Maha Shivaratree ou la grande nuit de Shiva
Maha = »grand » ; Shiva = « de bonne augure/ le bon/ qui porte bonheur » ; Ratree ou ratri : « nuit ».
Qui est Shiva?
Le dieu Shiva occupe une place prépondérante dans l’hindouisme. Il forme la Trimūrti – triple manifestation de la divinité suprême qui préside aux différents états et ordres de l’univers – avec Saguna Brahma, le créateur, Vishnu, le conservateur et Shiva, le destructeur (s’agissant ici de la destruction du mal)[1].
» C’est comme quand on construit une maison… Brahma est la créateur, Vishnu lui, il protège la maison, il nous protège tous, car la maison c’est le monde, c’est l’univers. Mais, il y a de l’énergie négative dans l’univers qui nous approche, il y a aussi la positivité et ça, c’est Vishnu qui nous l’apporte, mais qui va empêcher la négativité? C’est Shiva. C’est pour cela qu’on l’appelle le destructeur et qu’il a un 3ème œil… En fait, nous l’avons tous mais nous, à notre stade, nous humains, nous ne sommes pas encore au niveau de méditation et sagesse pour pouvoir nous en servir… » Savi, Triolet, Février 2018.
Shiva participe donc à l’équilibre universel. La déesse Parvati (fille de la montagne) est son épouse ou Shakti[2] et ils ont pour enfants les dieux Ganesh, Muruga et Ayyapan. Ayant consacré la majorité de sa vie à la méditation, Shiva est souvent représenté en état méditatif, menant une vie de sage et d’ascète sur le mont Kailash – montagne faisant partie de la chaîne Gangdise ou Transhimalaya – où il vit avec son épouse et leurs enfants.
Dans la tradition Shivaïte, Shiva possède cinq fonctions principales : il est tour à tour le créateur, le préservateur, le transformateur, le dissimulateur et le révélateur (par la bénédiction). Il est communément représenté de manière anthropomorphique muni de différents attributs :
– son chignon, siège du Gange et de son pouvoir d’ascète.
– Le croissant de lune qui se trouve dans sa chevelure (association avec l’astre lunaire Chandra).
– Le troisième œil, ouvert grâce à une profonde méditation et qui permet de voir au-delà de la réalité matérielle.
– Le cobra enroulé autour de son cou tel un collier et qui symbolise l’énergie primordiale divine.
– La peau de tigre pour symboliser da maîtrise des forces naturelles.
– Le trident ou trishula, dont chacune de pointes concentre la création, la permanence et la destruction.

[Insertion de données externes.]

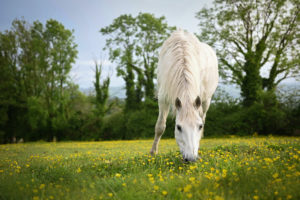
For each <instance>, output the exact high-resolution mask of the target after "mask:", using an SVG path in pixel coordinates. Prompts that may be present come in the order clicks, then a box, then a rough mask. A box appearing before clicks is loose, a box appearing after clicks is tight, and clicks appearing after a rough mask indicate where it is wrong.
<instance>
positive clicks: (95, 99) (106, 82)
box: [94, 61, 110, 117]
mask: <svg viewBox="0 0 300 200" xmlns="http://www.w3.org/2000/svg"><path fill="white" fill-rule="evenodd" d="M101 75H102V63H101V62H100V63H97V61H95V82H94V87H95V92H96V99H95V104H96V115H97V116H99V117H103V116H104V114H105V113H106V112H107V110H108V108H107V105H106V104H107V100H108V97H109V84H110V77H109V76H107V77H106V78H105V79H104V80H103V81H102V83H101Z"/></svg>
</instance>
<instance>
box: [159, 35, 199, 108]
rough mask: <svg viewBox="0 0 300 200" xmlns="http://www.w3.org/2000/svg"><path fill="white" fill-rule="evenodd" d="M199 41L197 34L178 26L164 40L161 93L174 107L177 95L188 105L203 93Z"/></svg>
mask: <svg viewBox="0 0 300 200" xmlns="http://www.w3.org/2000/svg"><path fill="white" fill-rule="evenodd" d="M199 43H200V42H199V41H198V39H197V38H196V37H195V36H194V35H192V34H190V33H187V32H184V31H182V30H178V31H175V32H174V33H173V34H172V35H171V37H170V38H169V39H168V40H166V41H165V43H164V44H163V47H162V50H161V52H160V58H159V63H158V73H157V74H158V96H159V99H164V100H165V101H166V102H168V103H169V104H170V105H172V107H174V104H175V100H176V98H177V97H178V98H179V99H180V100H181V102H182V103H183V106H185V104H189V105H192V103H193V102H194V101H195V99H196V97H197V96H198V95H199V96H200V89H201V88H200V85H201V83H200V78H199V75H200V70H201V68H199V66H201V65H200V63H199V58H198V57H199V48H198V46H199ZM197 45H198V46H197Z"/></svg>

Shiva, Parvati et leurs enfants recevant les hommages des devas et rishi sur les pentes du mont Kailash. Miniature indienne du XVIIIème siècle. Source https://fr.wikipedia.org/wiki/Mont_Kailash
Statue de Shiva, Ganga Talao (Grand Bassin), Île Maurice. C’est une réplique de celle du lac de Sursagar, située à Vadodara dans l’état du Gujarat, en Inde. Elle a été inaugurée en 2007 et mesure 33 m de hauteur. Source : Wikipedia.
Statue de Shiva sur le lac Sursagar, Vadodara. Source Pinterest. |
Représentation Shiva
Shiva est aussi vénéré sous la forme du lingam ou Shivling, symbole phallique de création, associé au yoni, symbole de l’organe sexuel féminin, la matrice du monde. Les deux symboles[3] sont représentés imbriqués l’un dans l’autre ou en « osmose », prouvant par leur union qu’ils dépassent l’antagonisme mâle-femelle ainsi que le spirituel-matériel car sont complémentaires, indissociables et absolus. La représentation du Shivling peut supplanter tout autre représentation anthropomorphique de Shiva. Lors de prières et/ou cérémonies en l’honneur du dieu, il est de coutume de oindre le Shivling de lait de buffle[4], de lait de coco et de ghee (beurre clarifié fréquemment utilisé lors des puja, à savoir les prières, et/ou dans la cuisine indienne), et l’entourer de fruits, fleurs et autres sucreries en guise d’offrandes.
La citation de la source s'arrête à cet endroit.